In order to persuade the reader that the patients included are typical it is important to give as much detail as possible at the beginning of a report of the selection process and some demographic data such as age, sex, social class and response rate.
Given measurements on a sample, what is the difference between a standard deviation and a standard error?
A standard deviation is a sample estimate of the population parameter; that is, it is an estimate of the variability of the observations. Since the population is unique, it has a unique standard deviation, which may be large or small depending on how variable the observations are. We would not expect the sample standard deviation to get smaller because the sample gets larger. However, a large sample would provide a more precise estimate of the population standard deviation than a small sample.
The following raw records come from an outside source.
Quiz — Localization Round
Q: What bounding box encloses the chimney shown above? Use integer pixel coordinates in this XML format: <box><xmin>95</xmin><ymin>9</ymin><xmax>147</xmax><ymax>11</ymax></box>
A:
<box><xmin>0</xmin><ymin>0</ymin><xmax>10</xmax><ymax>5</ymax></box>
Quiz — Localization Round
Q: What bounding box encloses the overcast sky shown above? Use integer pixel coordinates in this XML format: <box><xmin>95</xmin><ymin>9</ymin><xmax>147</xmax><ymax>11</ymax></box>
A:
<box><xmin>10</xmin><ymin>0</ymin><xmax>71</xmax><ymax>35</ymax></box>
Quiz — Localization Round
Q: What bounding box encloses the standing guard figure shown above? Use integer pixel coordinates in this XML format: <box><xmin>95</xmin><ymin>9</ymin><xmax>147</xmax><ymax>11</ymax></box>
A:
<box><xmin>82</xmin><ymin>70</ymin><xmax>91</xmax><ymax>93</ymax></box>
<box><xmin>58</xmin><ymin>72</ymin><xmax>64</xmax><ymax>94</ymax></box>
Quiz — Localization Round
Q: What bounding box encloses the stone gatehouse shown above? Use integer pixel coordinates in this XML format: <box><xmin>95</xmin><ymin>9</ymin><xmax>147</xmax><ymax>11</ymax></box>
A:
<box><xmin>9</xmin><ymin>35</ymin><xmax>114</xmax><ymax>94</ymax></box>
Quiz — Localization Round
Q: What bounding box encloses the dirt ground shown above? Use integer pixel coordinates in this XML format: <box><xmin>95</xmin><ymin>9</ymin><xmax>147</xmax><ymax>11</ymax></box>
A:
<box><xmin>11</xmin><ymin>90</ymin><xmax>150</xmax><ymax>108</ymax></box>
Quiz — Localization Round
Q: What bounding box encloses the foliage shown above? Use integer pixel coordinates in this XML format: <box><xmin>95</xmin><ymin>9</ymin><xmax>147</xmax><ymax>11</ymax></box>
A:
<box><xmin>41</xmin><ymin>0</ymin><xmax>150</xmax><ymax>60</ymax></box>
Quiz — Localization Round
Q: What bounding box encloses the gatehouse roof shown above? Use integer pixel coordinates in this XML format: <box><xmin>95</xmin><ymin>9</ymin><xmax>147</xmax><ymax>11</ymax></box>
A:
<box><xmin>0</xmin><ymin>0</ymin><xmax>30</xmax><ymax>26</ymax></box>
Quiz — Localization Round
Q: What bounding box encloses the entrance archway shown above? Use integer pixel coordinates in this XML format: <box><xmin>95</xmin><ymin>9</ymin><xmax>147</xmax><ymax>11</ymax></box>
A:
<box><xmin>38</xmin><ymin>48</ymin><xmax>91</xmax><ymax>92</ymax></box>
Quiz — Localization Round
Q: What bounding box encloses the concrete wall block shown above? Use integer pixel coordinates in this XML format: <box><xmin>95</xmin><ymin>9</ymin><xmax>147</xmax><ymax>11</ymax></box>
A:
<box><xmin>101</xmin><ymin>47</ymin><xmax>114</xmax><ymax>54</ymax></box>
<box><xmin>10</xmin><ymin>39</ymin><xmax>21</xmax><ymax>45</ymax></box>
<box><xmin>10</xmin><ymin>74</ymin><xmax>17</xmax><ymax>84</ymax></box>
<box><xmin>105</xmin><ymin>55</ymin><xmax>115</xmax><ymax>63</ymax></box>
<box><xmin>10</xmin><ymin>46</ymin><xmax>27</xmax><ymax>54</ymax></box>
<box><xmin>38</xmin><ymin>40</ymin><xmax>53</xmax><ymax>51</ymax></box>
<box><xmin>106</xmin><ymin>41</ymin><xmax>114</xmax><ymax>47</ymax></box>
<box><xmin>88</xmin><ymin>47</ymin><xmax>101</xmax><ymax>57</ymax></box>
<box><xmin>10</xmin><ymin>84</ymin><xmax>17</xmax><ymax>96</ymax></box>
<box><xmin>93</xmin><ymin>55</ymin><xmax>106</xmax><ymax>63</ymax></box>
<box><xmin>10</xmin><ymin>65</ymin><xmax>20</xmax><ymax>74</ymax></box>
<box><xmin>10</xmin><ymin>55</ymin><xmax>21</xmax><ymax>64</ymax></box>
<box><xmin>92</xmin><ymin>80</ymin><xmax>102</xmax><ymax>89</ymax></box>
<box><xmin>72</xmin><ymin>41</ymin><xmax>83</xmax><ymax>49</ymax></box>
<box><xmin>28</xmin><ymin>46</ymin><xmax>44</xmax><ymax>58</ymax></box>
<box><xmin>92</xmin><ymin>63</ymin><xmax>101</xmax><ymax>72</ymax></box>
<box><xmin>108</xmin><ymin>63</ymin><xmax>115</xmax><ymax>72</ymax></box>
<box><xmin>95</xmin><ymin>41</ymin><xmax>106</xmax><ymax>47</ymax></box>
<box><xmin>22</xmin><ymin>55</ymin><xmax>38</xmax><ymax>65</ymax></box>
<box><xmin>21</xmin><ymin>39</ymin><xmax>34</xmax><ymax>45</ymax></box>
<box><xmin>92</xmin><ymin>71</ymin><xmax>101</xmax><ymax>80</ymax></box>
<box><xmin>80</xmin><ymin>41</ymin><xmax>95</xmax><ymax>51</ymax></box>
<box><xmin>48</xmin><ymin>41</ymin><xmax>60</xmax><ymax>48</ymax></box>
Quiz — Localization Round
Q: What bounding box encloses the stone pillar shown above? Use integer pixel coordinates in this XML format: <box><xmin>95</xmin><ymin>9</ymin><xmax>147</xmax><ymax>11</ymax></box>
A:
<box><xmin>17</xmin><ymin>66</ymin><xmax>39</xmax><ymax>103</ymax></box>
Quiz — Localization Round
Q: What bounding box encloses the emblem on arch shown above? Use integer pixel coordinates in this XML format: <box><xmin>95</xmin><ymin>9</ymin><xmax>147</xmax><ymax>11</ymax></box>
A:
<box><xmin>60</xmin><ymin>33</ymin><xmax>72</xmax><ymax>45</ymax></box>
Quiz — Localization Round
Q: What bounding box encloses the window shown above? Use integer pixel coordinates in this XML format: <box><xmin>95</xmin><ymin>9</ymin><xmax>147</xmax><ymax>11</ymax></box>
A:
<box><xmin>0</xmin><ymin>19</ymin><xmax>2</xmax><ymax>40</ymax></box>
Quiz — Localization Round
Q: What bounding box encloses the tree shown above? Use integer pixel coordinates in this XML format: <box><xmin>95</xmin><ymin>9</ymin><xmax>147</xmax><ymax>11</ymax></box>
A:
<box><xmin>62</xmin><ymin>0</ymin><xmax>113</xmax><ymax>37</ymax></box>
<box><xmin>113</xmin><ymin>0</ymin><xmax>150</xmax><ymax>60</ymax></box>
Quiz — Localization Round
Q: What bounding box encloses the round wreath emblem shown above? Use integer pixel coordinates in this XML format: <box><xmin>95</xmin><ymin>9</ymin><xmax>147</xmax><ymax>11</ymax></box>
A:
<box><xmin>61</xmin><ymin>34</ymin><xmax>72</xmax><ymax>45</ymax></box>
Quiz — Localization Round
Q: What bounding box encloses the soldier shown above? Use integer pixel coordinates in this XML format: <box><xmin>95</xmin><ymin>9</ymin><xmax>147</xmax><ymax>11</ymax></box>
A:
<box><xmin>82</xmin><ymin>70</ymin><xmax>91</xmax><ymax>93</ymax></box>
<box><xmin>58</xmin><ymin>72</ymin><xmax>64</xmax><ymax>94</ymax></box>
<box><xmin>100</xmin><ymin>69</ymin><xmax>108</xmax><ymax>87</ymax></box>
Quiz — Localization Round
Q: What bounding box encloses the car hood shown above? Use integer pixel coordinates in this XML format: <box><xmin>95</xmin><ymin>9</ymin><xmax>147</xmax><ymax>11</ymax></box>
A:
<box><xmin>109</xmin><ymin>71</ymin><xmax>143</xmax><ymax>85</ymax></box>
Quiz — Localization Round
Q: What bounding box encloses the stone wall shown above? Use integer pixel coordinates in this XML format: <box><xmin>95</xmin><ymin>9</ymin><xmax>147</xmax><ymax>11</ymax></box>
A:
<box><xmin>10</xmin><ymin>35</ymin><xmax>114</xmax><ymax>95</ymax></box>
A standard error, on the other hand, is a measure of precision of an estimate of a population parameter. A standard error is always attached to a parameter, and one can have standard errors of any estimate, such as mean, median, fifth centile, even the standard error of the standard deviation. Since one would expect the precision of the estimate to increase with the sample size, the standard error of an estimate will decrease as the sample size increases.
When should I use a standard deviation to describe data and when should I use a standard error?
It is a common mistake to try and use the standard error to describe data. Usually it is done because the standard error is smaller, and so the study appears more precise. If the purpose is to describe the data (for example so that one can see if the patients are typical) and if the data are plausibly Normal, then one should use the standard deviation (mnemonic D for Description and D for Deviation). If the purpose is to describe the outcome of a study, for example to estimate the prevalence of a disease, or the mean height of a group, then one should use a standard error (or, better, a confidence interval; see Chapter 4
) (mnemonic E for Estimate and E for Error).
- Altman DG. Practical Statistics for Medical Research.London: Chapman & Hall, 1991
- Armitage P, Berry G. Statistical Methods in Medical Research.Oxford: Blackwell Scientific Publications, 1994.
- Campbell MJ, Machin D. Medical Statistics: A Commonsense Approach.2nd ed. Chichester: John Wiley, 1993.
- Fisher RA, Yates F. Statistical Tables for Biological, Agricultural and Medical Research,6th ed. London: Longman, 1974.
- Strike PW. Measurement and control. Statistical Methods in Laboratory Medicine.Oxford: Butterworth-Heinemann, 1991:255.
The mean urinary lead concentration in 140 children was 2.18 mol/24 h, with standard deviation 0.87. What is the standard error of the mean?
In Table F (Appendix), what is the distribution of the digits, and what are the mean and standard deviation?
For the first column of five digits in Table F take the mean value of the five digits and do this for all rows of five digits in the column.
What would you expect a histogram of the means to look like?
What would you expect the mean and standard deviation to be?